The use of conflict minerals in the tech industry is a real threat. This serious issue has been addressed by guidelines and regulations such as the OECD Due Diligence Guidance for Responsible Supply Chains of Minerals from Conflict-Affected and High-Risk Areas and the US Dodd-Frank Wall Street Reform and Consumer Protection Act of 2010.
Tech companies involved in manufacturing must implement conflict minerals management systems to address the risk that the tantalum, tin, tungsten and gold (3TG) contained in their final products originated within a conflict-affected area. Under Dodd-Frank, tech listed companies in the US must disclose metals in supply chain connected to war-torn regions, but this task has proved difficult:
‘In all, companies shelled out roughly $709 million and six million staff hours last year to comply with rules to disclose “conflict minerals” in their supply chains, according to recent research by Tulane University and Assent Compliance, a New York consulting firm…’ ‘… Yet 90% of the 1,262 companies that filed conflict-mineral reports with U.S. securities regulators last year said they couldn’t determine whether their products are conflict-free, according to Tulane University’s research…’ reported the Wall Street Journal.

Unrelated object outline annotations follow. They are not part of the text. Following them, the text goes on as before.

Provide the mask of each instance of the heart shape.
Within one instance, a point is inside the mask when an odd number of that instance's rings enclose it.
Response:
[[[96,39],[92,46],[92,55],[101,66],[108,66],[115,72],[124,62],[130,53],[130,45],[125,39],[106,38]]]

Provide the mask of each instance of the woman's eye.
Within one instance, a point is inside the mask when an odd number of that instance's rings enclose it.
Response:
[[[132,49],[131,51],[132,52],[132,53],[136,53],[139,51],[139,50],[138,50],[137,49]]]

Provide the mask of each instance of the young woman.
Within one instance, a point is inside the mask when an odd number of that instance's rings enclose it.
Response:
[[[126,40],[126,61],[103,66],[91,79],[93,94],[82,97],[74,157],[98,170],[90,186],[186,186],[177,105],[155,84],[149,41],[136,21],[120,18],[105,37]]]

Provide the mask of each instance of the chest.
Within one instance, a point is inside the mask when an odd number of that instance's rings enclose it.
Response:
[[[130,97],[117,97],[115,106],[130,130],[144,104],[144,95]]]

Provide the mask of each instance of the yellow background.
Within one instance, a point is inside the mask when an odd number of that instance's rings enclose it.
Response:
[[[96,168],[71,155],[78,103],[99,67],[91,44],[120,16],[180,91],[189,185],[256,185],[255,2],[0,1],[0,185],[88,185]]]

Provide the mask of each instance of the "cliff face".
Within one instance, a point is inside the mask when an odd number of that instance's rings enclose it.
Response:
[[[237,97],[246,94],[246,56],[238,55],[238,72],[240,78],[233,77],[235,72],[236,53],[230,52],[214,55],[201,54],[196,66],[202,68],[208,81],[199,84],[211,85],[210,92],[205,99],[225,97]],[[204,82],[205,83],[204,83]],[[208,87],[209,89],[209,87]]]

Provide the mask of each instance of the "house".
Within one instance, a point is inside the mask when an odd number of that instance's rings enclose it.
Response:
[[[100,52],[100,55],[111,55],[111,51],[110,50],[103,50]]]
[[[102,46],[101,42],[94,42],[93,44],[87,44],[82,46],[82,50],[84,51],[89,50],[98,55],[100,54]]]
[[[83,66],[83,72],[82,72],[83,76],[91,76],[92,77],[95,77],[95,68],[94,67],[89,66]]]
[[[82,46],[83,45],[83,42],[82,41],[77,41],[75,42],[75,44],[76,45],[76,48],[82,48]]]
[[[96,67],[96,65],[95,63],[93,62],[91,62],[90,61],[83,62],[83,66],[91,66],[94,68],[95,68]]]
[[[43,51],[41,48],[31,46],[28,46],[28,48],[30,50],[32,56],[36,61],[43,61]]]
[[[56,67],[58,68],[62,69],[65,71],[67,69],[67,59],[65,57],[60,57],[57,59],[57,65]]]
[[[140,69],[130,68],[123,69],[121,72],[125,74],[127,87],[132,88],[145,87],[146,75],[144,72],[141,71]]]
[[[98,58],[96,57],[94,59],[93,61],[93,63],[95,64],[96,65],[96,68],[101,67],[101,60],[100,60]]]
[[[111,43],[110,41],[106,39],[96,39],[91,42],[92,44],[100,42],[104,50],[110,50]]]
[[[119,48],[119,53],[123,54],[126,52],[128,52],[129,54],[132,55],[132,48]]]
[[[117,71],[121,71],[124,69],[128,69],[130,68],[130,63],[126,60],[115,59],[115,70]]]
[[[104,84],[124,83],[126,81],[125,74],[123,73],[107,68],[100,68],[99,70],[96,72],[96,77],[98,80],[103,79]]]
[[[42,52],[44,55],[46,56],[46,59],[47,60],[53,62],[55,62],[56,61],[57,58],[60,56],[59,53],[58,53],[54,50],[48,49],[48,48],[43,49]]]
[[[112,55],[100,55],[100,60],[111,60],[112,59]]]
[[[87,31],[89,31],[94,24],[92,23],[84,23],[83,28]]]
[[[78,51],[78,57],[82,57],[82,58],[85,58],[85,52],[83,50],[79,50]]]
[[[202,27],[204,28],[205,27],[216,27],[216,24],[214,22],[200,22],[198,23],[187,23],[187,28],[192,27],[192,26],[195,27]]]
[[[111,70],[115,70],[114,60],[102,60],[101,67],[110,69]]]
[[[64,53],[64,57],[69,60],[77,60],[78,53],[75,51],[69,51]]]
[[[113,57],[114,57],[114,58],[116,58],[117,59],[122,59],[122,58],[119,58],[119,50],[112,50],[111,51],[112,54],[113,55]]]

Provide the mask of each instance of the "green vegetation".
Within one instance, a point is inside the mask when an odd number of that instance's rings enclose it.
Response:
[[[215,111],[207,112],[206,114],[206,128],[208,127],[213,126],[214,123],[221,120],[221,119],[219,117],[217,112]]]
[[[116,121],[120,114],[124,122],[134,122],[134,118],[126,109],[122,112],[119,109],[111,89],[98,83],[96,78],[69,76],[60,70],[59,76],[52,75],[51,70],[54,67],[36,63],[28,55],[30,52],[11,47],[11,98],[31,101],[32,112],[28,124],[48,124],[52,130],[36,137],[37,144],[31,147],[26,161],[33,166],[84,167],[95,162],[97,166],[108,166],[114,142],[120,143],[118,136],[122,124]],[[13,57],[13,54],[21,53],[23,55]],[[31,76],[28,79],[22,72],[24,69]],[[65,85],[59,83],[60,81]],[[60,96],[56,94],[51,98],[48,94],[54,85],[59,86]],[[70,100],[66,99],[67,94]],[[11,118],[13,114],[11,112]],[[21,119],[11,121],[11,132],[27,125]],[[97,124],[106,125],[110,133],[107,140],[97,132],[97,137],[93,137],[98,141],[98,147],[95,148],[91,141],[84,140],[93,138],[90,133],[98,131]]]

Modern Slavery is also a significant risk in tech supply chains. A recent report found that ‘the Information and Communications Technology (ICT) industry is an at-risk sector. Workers manufacturing components in technology companies’ supply chains are often migrant workers, particularly vulnerable to exploitation during the recruitment process and in their workplaces. As a Verité study found in 2014, nearly a third of migrant workers in Malaysia’s electronics sector are in situations of forced labor — building and assembling products for some of the world’s major technology firms. These workers can find themselves trapped by burdensome debt owed to recruitment agents, deprived of access to their passports, and working excessive hours for minimal pay.’
This article does not aim to list all potential ethics and compliance risks. It is intended to open a conversation about integrity challenges in the ICT industry, beyond the hot topic of data. This conversation should create opportunities to align rules, values and business objectives within ICT companies. This alignment, if effective, will lead to business integrity.